From: Christian König

Date: Wed Jun 17 2026 - 04:44:45 EST




On 6/16/26 17:35, Wentao Liang wrote:
> In amdgpu_gfx_run_cleaner_shader_job(), amdgpu_job_submit() returns a
> dma_fence with an elevated reference count. The function correctly
> releases this reference on the success path after dma_fence_wait().
> However, if dma_fence_wait() fails (though with infinite timeout and
> non-interruptible it never does), the code jumps to the error label
> without calling dma_fence_put(), resulting in a reference leak.
>
> Fix the potential leak by adding dma_fence_put(f) before the goto err
> when dma_fence_wait() returns an error.
>
> Fixes: 559a285816af ("drm/amdgpu: Replace 'amdgpu_job_submit_direct' with 'drm_sched_entity' in cleaner shader")
> Cc: stable@xxxxxxxxxxxxxxx
> Signed-off-by: Wentao Liang <vulab@xxxxxxxxxxx>
> ---
> v2: Also cleanup the scheduler entity and simplify error handling paths.
> ---
> drivers/gpu/drm/amd/amdgpu/amdgpu_gfx.c | 9 +++------
> 1 file changed, 3 insertions(+), 6 deletions(-)
>
> diff --git a/drivers/gpu/drm/amd/amdgpu/amdgpu_gfx.c b/drivers/gpu/drm/amd/amdgpu/amdgpu_gfx.c
> index b8ca876694ff..be13ce6ce377 100644
> --- a/drivers/gpu/drm/amd/amdgpu/amdgpu_gfx.c
> +++ b/drivers/gpu/drm/amd/amdgpu/amdgpu_gfx.c
> @@ -1658,7 +1658,7 @@ static int amdgpu_gfx_run_cleaner_shader_job(struct amdgpu_ring *ring)
> &sched, 1, NULL);
> if (r) {
> dev_err(adev->dev, "Failed setting up GFX kernel entity.\n");
> - goto err;
> + return r;
> }
>
> /*
> @@ -1686,16 +1686,13 @@ static int amdgpu_gfx_run_cleaner_shader_job(struct amdgpu_ring *ring)
> f = amdgpu_job_submit(job);
>
> r = dma_fence_wait(f, false);

I would just drop checking the error code here.
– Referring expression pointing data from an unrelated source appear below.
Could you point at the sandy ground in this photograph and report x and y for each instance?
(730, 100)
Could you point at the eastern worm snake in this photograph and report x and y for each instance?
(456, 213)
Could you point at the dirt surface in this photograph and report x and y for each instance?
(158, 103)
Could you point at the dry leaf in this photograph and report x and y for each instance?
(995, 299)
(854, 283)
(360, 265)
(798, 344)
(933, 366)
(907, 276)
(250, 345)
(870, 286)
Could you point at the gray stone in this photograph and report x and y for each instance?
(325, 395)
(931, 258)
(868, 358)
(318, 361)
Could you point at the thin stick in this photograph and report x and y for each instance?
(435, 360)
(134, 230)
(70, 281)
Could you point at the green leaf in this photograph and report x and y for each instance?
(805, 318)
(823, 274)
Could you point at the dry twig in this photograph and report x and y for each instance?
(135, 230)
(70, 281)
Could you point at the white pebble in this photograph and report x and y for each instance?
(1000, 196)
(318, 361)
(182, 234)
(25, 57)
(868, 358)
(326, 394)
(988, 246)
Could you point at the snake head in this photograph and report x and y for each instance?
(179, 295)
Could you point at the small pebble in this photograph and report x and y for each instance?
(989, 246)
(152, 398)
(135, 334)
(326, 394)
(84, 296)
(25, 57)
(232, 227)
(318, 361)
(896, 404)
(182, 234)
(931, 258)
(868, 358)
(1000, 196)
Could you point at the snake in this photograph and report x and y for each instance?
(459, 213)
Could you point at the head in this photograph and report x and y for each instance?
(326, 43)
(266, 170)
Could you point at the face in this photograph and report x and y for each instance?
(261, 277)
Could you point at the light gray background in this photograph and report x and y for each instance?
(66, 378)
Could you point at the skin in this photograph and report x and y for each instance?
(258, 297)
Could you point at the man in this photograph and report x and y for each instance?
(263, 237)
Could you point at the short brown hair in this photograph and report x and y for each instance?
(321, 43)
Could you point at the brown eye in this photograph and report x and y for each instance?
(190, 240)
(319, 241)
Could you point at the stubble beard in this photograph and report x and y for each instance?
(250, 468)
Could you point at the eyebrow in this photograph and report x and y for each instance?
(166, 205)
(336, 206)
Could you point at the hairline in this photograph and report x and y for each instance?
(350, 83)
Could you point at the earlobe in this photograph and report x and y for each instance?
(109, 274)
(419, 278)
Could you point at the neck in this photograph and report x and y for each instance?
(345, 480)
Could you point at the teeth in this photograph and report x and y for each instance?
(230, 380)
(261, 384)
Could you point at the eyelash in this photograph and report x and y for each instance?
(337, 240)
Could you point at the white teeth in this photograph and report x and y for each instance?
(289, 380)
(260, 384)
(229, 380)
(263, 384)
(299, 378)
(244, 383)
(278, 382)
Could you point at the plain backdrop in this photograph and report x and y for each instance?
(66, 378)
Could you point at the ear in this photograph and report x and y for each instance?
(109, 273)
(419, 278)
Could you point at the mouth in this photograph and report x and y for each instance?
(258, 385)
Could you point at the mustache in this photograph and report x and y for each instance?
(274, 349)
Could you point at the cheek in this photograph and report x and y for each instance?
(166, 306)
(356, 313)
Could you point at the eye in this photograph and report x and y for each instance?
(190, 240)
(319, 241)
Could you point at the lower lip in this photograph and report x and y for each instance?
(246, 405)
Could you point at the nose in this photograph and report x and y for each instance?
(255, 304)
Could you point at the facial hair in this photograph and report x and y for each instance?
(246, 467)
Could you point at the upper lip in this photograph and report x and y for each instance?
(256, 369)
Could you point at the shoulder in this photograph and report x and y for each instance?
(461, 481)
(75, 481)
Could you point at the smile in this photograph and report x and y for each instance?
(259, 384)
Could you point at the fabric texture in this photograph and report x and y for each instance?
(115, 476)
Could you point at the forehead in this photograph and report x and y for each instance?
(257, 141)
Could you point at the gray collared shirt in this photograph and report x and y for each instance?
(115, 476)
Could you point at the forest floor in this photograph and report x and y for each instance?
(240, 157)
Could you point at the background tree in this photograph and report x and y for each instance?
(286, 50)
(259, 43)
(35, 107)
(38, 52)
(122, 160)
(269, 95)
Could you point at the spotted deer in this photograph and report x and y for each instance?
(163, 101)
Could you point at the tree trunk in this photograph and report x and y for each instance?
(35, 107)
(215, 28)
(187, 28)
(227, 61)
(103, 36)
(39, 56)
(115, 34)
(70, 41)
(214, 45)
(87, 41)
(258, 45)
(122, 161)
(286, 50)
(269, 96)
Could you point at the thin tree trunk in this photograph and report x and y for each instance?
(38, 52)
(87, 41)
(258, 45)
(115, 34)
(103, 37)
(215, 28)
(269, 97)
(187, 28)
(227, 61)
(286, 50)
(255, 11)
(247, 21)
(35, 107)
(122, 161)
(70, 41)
A non interruptible dma_fence_wait() can never fail.

> - if (r)
> - goto err;
> + goto err;

That goto does looks correct to me. You are now always skipping the dma_fence_put(f) below.

Regards,
Christian.

>
> dma_fence_put(f);
>
> +err:
> /* Clean up the scheduler entity */
> drm_sched_entity_destroy(&entity);
> - return 0;
> -
> -err:
> return r;
> }
>